Heart rate variability (HRV) is a versatile and powerful biometric. Wearable health tech companies rushed to create HRV monitors in many form factors. We wrote about Emfit Limited’s Emfit QS that unrolls and claims to measure HRV accurately through your mattress while you sleep at night. toSense’s necklace-like CoVa Monitoring device may be the most attractive wearable HRV tracker available today. Even fitness tracker companies have entered this game, as evidenced by the Fitbit Alta HR.
According to Elite HRV, whose own CorSense HRV tracker is currently in a Kickstarter crowdfunding campaign, there are several important reasons why a handheld sensor is better than a wearable. Elite HRV claims many wearable users get tired of the 24/7 aspect of continuous monitoring and stop wearing tracking devices by the end of the first six months. The company also claims that not only is 24/7 monitoring unnecessary, but many wearable HRV monitors are not very accurate. We’ll leave accuracy comparisons to independent testing agencies, but let’s focus on why CorSense says its device has a high degree of accuracy. Customers use the handheld CorSense for just two minutes a day. According to Elite HRV, the CorSense wearable is comparable in accuracy to a 5-lead electrocardiogram (ECG) for both HRV and pulse waveform. CorSense processes data from multiple LEDs using onboard algorithms and filters. The device also has physiologically optimized sensors and fast sampling rates. CorSense captures a full cardiac pulse waveform for accurate measurements of HRV and the heart at rest.

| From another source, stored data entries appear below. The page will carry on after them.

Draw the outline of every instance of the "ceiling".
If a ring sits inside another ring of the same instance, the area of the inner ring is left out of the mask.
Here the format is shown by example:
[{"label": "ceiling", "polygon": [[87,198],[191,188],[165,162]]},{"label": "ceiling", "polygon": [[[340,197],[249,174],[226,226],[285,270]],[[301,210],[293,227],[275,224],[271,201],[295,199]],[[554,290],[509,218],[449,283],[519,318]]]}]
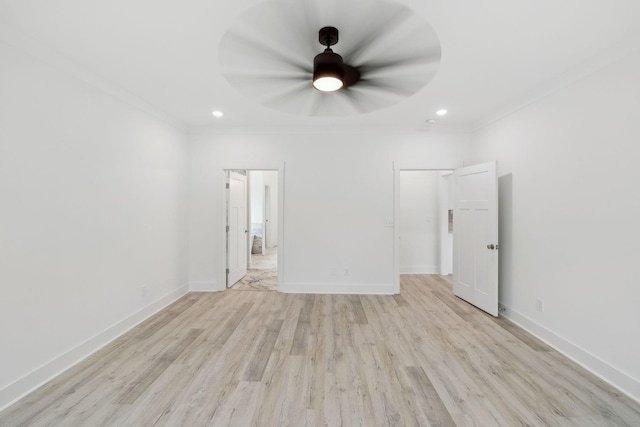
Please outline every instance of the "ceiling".
[{"label": "ceiling", "polygon": [[[304,1],[340,7],[339,0]],[[441,46],[435,76],[388,108],[334,117],[268,108],[224,77],[221,40],[261,0],[0,0],[0,21],[191,129],[327,124],[472,128],[567,81],[583,64],[640,30],[637,0],[397,1],[435,30]],[[286,50],[286,43],[279,48]],[[426,125],[440,108],[449,114]],[[225,116],[212,117],[215,109]]]}]

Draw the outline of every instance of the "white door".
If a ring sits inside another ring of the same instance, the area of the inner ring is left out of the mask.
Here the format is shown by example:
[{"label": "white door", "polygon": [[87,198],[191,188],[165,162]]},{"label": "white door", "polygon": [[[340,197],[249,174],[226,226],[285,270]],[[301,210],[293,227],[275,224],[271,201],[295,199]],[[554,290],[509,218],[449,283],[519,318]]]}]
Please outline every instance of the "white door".
[{"label": "white door", "polygon": [[247,274],[247,177],[229,173],[228,218],[228,275],[227,287],[233,286]]},{"label": "white door", "polygon": [[453,293],[498,316],[496,162],[453,173]]}]

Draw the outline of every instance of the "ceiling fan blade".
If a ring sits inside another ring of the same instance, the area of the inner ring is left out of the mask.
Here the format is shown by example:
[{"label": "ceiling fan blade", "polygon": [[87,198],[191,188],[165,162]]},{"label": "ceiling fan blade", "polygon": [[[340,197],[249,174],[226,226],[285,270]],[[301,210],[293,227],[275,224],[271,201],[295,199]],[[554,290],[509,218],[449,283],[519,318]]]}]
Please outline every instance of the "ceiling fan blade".
[{"label": "ceiling fan blade", "polygon": [[318,43],[318,30],[321,27],[318,21],[319,3],[309,1],[303,7],[291,7],[284,2],[282,5],[285,6],[282,13],[289,15],[286,22],[291,36],[286,41],[296,47],[301,57],[313,60],[315,55],[322,52],[322,46]]},{"label": "ceiling fan blade", "polygon": [[[367,99],[366,95],[363,94],[361,90],[356,88],[347,88],[342,91],[342,95],[349,100],[351,108],[353,108],[356,114],[362,114],[370,111],[367,106],[371,105],[371,100]],[[375,107],[371,109],[375,109]]]},{"label": "ceiling fan blade", "polygon": [[[309,108],[310,116],[321,116],[322,109],[326,103],[326,95],[325,93],[321,93],[318,91],[314,91],[313,96],[311,98],[311,106]],[[333,95],[333,94],[329,94]]]},{"label": "ceiling fan blade", "polygon": [[247,34],[234,32],[229,33],[225,41],[247,48],[250,51],[246,52],[247,54],[253,56],[258,55],[261,59],[273,64],[284,64],[305,73],[313,73],[313,58],[310,60],[300,60],[298,57],[291,55],[287,49],[279,49],[277,46],[267,44],[264,40],[251,38]]},{"label": "ceiling fan blade", "polygon": [[312,73],[295,72],[295,73],[260,73],[256,74],[250,70],[227,71],[225,76],[229,80],[246,82],[246,83],[271,83],[271,82],[310,82],[313,78]]},{"label": "ceiling fan blade", "polygon": [[423,86],[424,85],[419,78],[416,78],[416,80],[406,78],[363,78],[358,83],[358,87],[362,89],[373,89],[404,97],[413,95]]},{"label": "ceiling fan blade", "polygon": [[386,37],[395,29],[402,26],[404,22],[412,16],[411,11],[405,7],[397,7],[390,15],[382,12],[375,14],[377,19],[362,20],[367,22],[366,29],[359,28],[358,31],[364,36],[349,43],[351,46],[340,53],[347,63],[357,63],[358,59],[364,55],[367,50],[375,46],[381,37]]},{"label": "ceiling fan blade", "polygon": [[313,91],[311,95],[309,109],[306,110],[308,116],[342,116],[360,112],[354,107],[351,97],[343,90],[334,93]]},{"label": "ceiling fan blade", "polygon": [[290,85],[286,90],[278,93],[277,95],[268,96],[264,98],[262,102],[265,105],[284,107],[284,108],[287,108],[287,106],[291,104],[295,104],[293,107],[290,107],[290,108],[296,108],[297,107],[296,103],[300,103],[302,99],[306,98],[306,96],[304,95],[308,93],[310,86],[311,86],[311,83],[308,81],[294,83]]},{"label": "ceiling fan blade", "polygon": [[361,65],[357,65],[356,68],[358,68],[362,75],[367,75],[368,73],[382,70],[386,71],[392,68],[402,68],[428,64],[432,61],[432,59],[433,58],[431,56],[426,56],[424,54],[418,53],[412,56],[370,60]]},{"label": "ceiling fan blade", "polygon": [[288,90],[292,85],[309,85],[311,76],[294,72],[278,75],[277,72],[251,72],[251,70],[227,72],[225,79],[249,98],[263,99]]}]

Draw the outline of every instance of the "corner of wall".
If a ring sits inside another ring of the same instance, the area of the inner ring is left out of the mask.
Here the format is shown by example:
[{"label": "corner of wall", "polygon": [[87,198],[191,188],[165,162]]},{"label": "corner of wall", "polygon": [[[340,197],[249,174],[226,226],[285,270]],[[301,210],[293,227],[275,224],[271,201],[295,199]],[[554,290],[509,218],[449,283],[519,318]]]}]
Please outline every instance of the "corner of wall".
[{"label": "corner of wall", "polygon": [[631,399],[640,403],[640,381],[611,366],[606,361],[582,349],[568,339],[533,321],[522,313],[500,303],[500,315],[533,336],[544,341],[578,365],[611,384]]},{"label": "corner of wall", "polygon": [[182,285],[167,295],[157,299],[129,317],[105,329],[99,334],[80,343],[64,354],[34,369],[22,378],[0,390],[0,411],[51,381],[64,371],[77,365],[102,347],[120,337],[136,325],[153,316],[163,308],[182,298],[189,292],[189,286]]}]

CorSense raw data feeds to the Elite HRV app, but the platform is completely open source so you can transmit the data to any open HRV app with Bluetooth connectivity.
If Elite HRV’s claims about wearable HRV trackers are correct that wearables cannot measure heart rate variability as accurately as the CorSense model, the allure of wearing a watch or a necklace or a brooch that works all the time to monitor significant biometrics could fade quickly. The next step would be to question if other popular function wearables should be put aside in favor of more accurate handheld devices.